Chen Zeming apretó con fuerza su alabarda y miró al recién llegado.

 

Era un hombre de unos treinta años, con un rostro más refinado que el típico huno. Si no fuera por la cicatriz que iba del ojo a la mandíbula, casi no se notaría su fiereza. Su atuendo era claramente más lujoso que el de los demás, y su porte tenía una dignidad que recordaba al joven Emperador.

 

Chen Zeming entrecerró los ojos.
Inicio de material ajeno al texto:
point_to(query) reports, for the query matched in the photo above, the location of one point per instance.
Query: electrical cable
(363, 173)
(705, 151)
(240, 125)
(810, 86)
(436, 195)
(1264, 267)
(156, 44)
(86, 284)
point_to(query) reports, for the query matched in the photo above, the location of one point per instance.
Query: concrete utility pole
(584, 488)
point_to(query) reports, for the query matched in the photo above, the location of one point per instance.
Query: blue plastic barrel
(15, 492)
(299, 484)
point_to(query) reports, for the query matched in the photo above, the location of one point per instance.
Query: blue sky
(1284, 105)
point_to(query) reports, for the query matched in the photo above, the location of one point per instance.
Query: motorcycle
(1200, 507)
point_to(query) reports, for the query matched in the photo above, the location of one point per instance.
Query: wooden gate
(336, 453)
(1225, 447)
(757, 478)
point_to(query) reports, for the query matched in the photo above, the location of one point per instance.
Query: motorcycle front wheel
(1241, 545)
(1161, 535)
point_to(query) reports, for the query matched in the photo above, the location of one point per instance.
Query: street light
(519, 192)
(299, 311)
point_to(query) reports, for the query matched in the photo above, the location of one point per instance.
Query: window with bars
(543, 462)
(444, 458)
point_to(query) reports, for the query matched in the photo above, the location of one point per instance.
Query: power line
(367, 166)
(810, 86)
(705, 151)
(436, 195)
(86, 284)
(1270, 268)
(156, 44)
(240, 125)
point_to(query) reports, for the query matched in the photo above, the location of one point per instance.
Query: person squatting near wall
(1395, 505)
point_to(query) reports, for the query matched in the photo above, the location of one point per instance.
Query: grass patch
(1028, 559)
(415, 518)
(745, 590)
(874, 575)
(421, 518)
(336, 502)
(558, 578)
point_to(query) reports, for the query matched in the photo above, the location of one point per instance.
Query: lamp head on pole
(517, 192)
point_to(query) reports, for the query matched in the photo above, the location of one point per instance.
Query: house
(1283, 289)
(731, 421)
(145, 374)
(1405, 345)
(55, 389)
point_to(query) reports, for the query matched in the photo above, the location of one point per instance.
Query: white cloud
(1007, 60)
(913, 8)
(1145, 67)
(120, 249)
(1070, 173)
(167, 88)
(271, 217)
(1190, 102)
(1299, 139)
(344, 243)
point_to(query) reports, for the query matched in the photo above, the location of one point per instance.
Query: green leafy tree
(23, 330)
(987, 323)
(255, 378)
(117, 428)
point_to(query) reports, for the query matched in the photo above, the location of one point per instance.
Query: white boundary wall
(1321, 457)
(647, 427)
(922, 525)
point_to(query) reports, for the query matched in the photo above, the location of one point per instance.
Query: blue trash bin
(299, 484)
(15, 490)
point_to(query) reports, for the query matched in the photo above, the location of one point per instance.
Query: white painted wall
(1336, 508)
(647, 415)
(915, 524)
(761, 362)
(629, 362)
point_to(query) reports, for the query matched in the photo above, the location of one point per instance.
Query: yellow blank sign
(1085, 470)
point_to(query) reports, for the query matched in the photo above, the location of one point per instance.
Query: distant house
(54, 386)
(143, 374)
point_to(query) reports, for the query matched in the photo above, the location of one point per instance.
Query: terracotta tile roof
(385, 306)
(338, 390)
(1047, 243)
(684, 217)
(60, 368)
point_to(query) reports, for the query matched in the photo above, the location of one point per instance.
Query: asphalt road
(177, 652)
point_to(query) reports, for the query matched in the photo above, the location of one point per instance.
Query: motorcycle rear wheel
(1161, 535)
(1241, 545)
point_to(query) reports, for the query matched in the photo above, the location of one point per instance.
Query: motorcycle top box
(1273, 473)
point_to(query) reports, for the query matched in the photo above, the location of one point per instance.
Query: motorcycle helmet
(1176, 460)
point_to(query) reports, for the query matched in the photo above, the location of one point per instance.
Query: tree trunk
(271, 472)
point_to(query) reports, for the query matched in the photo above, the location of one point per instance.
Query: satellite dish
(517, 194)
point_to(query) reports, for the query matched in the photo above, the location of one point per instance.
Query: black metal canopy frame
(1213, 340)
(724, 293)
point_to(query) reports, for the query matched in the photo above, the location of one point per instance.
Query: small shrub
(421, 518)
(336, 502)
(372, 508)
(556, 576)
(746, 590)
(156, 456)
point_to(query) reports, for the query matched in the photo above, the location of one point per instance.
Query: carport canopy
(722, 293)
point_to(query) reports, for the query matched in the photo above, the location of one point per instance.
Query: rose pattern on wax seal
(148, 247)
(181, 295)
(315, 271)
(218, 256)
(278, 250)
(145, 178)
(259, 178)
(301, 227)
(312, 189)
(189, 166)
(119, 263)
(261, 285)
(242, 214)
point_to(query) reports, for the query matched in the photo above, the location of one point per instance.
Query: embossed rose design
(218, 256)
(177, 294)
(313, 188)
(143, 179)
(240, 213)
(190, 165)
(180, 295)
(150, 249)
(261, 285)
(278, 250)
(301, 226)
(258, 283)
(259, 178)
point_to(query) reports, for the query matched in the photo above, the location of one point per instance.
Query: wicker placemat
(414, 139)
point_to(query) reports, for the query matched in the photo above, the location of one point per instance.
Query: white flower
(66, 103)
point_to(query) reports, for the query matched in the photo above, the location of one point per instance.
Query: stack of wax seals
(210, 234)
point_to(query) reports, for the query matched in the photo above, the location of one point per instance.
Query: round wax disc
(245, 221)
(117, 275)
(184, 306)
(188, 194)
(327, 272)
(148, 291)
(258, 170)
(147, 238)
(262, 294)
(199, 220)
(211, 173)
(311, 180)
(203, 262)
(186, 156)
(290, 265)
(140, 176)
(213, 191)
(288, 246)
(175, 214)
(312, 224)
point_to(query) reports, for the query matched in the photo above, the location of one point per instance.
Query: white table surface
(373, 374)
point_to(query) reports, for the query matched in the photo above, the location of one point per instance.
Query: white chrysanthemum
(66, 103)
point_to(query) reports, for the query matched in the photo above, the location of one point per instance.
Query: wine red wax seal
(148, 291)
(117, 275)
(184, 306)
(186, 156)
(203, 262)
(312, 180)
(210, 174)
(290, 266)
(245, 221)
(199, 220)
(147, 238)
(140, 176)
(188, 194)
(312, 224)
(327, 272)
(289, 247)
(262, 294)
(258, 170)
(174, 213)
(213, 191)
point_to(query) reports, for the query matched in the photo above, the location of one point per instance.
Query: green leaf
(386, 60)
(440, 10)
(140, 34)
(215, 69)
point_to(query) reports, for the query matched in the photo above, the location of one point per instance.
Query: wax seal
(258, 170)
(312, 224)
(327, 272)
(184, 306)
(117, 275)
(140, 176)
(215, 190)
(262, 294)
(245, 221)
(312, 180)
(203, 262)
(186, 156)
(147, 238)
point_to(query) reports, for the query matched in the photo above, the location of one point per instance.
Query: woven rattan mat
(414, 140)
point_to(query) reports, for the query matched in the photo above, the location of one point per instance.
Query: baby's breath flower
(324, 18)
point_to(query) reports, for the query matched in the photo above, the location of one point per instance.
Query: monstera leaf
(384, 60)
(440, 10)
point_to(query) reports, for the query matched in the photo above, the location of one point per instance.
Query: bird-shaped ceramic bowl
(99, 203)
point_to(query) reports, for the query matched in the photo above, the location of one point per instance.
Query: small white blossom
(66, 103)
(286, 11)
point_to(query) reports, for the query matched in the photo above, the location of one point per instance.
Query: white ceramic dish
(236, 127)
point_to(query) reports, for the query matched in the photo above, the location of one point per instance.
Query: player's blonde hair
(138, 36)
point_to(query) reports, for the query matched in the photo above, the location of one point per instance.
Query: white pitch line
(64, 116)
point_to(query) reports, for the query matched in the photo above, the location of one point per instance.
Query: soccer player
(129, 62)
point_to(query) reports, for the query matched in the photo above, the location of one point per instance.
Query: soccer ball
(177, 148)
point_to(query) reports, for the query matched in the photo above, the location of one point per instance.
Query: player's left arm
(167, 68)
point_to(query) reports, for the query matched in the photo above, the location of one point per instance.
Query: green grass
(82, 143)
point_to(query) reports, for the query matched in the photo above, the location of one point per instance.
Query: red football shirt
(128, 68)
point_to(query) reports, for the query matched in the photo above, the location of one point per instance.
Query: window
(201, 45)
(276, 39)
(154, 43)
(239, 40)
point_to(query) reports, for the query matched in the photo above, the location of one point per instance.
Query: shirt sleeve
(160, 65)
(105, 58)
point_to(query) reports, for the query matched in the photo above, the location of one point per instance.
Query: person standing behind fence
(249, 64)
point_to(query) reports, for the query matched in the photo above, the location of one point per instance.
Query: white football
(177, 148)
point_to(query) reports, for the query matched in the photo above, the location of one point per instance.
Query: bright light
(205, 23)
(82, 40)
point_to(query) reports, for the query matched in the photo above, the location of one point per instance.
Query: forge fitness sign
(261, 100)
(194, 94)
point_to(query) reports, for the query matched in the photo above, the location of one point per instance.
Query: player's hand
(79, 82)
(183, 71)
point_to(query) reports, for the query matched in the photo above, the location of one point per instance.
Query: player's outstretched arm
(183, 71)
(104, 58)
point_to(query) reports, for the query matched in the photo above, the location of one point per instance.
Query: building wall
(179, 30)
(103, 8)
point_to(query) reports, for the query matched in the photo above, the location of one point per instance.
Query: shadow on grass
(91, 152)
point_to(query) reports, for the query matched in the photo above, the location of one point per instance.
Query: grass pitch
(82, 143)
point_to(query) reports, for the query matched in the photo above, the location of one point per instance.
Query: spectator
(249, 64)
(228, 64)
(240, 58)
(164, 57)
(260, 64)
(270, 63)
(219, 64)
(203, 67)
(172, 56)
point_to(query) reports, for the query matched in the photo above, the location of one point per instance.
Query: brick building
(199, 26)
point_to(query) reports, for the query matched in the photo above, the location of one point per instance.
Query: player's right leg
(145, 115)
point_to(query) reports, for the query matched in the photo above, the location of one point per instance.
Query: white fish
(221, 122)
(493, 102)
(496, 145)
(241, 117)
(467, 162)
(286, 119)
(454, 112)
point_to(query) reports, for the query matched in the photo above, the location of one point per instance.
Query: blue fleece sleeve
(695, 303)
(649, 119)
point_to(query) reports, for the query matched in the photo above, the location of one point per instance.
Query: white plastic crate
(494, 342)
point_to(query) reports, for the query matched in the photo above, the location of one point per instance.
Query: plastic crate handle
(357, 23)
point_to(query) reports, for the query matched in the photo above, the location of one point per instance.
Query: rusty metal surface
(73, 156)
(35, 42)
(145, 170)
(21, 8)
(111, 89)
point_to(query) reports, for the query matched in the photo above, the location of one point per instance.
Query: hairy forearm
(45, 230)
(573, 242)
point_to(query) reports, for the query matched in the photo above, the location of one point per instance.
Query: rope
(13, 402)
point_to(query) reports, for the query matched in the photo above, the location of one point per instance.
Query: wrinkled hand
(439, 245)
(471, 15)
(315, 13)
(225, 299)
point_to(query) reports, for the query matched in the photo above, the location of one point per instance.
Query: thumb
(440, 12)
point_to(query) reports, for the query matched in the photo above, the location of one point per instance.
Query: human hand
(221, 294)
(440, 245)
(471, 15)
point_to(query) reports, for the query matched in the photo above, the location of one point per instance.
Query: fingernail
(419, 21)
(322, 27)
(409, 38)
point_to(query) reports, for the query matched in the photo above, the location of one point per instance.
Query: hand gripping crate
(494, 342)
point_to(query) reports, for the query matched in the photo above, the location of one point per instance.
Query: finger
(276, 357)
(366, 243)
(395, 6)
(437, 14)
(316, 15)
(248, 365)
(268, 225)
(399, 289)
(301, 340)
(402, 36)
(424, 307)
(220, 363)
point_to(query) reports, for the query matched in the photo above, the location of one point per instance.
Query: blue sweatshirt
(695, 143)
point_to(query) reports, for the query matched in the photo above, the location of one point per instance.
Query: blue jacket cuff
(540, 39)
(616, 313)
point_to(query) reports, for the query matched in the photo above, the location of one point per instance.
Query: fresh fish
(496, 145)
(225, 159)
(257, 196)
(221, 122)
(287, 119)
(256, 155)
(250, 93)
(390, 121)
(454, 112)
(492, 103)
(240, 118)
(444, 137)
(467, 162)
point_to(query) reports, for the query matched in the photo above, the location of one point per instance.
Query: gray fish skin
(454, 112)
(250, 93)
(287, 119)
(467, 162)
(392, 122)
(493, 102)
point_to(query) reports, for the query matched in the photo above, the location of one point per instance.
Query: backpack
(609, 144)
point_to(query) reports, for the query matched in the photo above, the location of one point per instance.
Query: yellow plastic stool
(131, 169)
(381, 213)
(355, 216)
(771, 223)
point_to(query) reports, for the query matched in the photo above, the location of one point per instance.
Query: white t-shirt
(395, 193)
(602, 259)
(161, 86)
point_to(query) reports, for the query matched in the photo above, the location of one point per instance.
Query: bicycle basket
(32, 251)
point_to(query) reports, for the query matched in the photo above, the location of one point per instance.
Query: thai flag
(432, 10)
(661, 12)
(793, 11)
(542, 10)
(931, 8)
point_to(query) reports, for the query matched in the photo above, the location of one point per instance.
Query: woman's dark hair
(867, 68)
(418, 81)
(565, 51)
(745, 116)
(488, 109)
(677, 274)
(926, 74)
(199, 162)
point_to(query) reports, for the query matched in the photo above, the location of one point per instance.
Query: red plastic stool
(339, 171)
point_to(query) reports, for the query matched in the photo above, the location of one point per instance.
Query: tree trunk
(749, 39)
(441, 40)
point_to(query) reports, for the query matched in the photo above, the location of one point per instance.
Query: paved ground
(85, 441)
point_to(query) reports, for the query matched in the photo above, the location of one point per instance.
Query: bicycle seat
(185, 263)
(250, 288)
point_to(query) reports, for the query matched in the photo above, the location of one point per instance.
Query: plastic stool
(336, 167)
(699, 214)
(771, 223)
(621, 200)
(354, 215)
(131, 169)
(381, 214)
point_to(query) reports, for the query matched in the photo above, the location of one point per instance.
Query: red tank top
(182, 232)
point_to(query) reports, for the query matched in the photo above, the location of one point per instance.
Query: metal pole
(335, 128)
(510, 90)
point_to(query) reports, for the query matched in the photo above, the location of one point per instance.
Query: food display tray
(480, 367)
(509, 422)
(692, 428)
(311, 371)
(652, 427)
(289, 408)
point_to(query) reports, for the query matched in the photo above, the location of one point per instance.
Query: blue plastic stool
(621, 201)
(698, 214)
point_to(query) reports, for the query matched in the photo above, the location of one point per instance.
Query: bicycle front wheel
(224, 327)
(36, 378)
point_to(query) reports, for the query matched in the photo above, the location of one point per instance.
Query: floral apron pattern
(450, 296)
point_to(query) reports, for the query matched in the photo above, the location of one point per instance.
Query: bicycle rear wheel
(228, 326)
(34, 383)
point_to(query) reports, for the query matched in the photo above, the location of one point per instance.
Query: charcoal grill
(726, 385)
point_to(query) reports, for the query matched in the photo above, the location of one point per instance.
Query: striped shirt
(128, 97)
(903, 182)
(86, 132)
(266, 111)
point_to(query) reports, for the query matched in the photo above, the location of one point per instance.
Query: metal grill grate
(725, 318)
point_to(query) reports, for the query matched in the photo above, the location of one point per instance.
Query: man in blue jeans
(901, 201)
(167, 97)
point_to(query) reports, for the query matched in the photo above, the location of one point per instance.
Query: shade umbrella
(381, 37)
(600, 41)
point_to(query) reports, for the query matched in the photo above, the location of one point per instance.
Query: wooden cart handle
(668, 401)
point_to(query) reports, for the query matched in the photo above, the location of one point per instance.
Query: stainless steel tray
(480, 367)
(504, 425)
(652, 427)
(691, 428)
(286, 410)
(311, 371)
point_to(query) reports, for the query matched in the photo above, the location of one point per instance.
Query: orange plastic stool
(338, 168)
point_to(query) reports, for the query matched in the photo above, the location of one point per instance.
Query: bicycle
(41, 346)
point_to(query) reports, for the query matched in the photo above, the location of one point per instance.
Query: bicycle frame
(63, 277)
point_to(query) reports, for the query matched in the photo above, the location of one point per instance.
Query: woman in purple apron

Podía oír su propio corazón retumbar.

 

El caballo del hombre se detuvo. Él ya estaba frente a todos. El viento azotaba la piel que llevaba sobre los hombros, la arena giraba bajo sus cascos, pero él permanecía inmóvil como una montaña.

 

—Me llamo Lü Yan —dijo con voz suave.

 

Chen Zeming tiró con fuerza de las riendas. Su caballo se agitó, casi se lanzó hacia adelante. Había apretado demasiado el vientre del animal por los nervios. «Tranquilo, tranquilo… aún no es el momento», se dijo.

 

—Dicen que el general Chen es un dios descendido… —Lü Yan lo observó con detenimiento y mostró una sonrisa extraña—. Este príncipe ha venido hoy a capturarte.

 

Apenas terminó de hablar, un soldado huno pasó frente a su caballo y se lanzó al ataque. Detrás de él, una marea de guerreros se abalanzó como una plaga de hormigas.